Small intestinal bacterial overgrowth (SIBO) is gut condition in which there are abnormally large numbers of gut bacteria in the terminal ileum of the small intestine (the end of the small intestine, just before the colon). SIBO is one form of dysbiosis, or gut imbalance. Normally, the colon is where gut bacteria greatly increase in number, with the small intestine housing smaller numbers of bacteria. In SIBO, the high amount of gut bacteria in the small intestine leads to excess gas and discomfort. The condition is common in people with irritable bowel syndrome (IBS).

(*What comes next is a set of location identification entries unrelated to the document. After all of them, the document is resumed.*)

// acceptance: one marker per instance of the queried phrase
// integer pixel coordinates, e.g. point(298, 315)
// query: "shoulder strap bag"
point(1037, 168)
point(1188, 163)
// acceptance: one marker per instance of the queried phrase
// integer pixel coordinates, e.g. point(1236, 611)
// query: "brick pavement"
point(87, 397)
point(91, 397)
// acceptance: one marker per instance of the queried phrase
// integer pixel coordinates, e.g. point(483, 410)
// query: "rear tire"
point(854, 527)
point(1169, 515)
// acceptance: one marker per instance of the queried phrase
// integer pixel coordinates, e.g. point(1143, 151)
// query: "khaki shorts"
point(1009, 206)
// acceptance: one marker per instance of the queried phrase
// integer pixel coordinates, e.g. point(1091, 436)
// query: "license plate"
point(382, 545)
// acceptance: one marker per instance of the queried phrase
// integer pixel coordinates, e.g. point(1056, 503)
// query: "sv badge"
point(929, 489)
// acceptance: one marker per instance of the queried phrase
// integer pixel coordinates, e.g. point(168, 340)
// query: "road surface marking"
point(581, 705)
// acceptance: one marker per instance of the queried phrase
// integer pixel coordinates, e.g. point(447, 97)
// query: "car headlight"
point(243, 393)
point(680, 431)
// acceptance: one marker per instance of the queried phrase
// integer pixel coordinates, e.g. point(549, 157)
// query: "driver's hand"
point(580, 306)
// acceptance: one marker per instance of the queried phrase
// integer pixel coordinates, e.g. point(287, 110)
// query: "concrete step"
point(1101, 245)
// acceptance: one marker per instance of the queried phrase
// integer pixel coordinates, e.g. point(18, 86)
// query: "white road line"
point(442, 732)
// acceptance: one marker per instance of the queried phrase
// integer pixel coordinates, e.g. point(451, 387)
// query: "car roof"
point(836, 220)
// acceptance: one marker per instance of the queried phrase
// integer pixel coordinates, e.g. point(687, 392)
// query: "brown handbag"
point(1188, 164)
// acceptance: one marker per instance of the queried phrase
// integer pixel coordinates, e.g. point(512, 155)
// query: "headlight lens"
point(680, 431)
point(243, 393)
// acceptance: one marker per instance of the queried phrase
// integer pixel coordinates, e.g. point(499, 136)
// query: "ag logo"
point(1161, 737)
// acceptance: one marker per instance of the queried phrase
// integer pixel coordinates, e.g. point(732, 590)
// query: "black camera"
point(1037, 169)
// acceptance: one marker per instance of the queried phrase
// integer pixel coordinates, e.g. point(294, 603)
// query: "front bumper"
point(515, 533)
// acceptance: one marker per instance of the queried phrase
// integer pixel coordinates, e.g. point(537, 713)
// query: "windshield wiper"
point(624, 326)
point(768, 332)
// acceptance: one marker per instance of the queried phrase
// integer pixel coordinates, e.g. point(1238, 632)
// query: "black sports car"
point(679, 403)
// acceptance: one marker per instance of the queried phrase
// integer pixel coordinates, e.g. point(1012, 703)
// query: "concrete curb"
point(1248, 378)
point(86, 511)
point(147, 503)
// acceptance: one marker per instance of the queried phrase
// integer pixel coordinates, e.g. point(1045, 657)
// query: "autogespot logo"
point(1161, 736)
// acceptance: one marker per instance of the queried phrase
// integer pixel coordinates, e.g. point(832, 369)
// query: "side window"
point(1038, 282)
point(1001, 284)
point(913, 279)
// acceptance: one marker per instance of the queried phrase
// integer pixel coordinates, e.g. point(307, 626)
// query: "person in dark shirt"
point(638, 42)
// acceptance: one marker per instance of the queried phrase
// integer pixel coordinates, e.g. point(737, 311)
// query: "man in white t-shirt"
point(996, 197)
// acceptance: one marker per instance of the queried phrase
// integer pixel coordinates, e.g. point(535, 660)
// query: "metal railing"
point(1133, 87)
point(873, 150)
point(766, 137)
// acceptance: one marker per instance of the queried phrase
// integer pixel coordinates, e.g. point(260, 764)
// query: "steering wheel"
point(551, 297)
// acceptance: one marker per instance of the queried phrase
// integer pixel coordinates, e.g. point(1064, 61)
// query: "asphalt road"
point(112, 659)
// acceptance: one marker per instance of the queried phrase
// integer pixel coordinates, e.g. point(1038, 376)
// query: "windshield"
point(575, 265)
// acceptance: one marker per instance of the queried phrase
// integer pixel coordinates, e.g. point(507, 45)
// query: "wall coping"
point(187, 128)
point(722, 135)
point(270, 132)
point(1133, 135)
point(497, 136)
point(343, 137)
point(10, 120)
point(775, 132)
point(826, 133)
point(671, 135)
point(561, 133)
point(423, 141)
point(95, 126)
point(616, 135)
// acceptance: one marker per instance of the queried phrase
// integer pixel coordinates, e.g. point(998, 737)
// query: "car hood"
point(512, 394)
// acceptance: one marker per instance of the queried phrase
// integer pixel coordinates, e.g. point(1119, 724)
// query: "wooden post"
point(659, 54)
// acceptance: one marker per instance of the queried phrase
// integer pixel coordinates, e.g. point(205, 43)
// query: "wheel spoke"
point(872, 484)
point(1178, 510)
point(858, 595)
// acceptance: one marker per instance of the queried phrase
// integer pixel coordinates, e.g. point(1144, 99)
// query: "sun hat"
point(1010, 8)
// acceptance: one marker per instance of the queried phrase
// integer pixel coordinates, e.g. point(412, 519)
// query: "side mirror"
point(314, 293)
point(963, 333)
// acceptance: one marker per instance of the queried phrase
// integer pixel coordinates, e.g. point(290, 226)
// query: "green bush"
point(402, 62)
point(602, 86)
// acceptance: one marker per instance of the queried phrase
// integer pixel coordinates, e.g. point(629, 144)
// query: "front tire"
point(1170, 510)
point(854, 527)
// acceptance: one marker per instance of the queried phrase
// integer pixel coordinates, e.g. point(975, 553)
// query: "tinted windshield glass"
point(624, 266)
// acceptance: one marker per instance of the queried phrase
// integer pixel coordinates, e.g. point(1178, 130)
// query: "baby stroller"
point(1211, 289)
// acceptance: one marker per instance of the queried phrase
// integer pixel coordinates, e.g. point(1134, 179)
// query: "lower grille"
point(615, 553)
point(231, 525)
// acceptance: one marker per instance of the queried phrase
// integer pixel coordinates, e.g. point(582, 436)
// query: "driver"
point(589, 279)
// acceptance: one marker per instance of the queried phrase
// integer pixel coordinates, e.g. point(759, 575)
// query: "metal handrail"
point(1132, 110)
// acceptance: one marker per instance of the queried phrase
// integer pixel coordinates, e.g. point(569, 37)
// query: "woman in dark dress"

It has been known for a while that SIBO is more common in alcoholics, but a recent study is the first to look at the relationship of SIBO in people with moderate alcohol consumption. As it turns out, the researchers, from the Mayo Clinic and Dartmouth-Hitchcock Medical Center, found that moderate alcohol consumption—one drink per day in women and two per day in men—could lead to SIBO.

Dr. Gabbard, the lead researcher, stated, “While typical treatment for SIBO has been antibiotics, probiotics or a combination of the two, the question now becomes what is the exact association between moderate alcohol consumption and SIBO and whether alcohol cessation can be used as a treatment for this potentially harmful condition.”

Certainly, the things we consume—food, drink and medication—affect our gut. If you have been considering decreasing your alcohol intake (there are many good reasons to do so), it may just help improve your gut balance.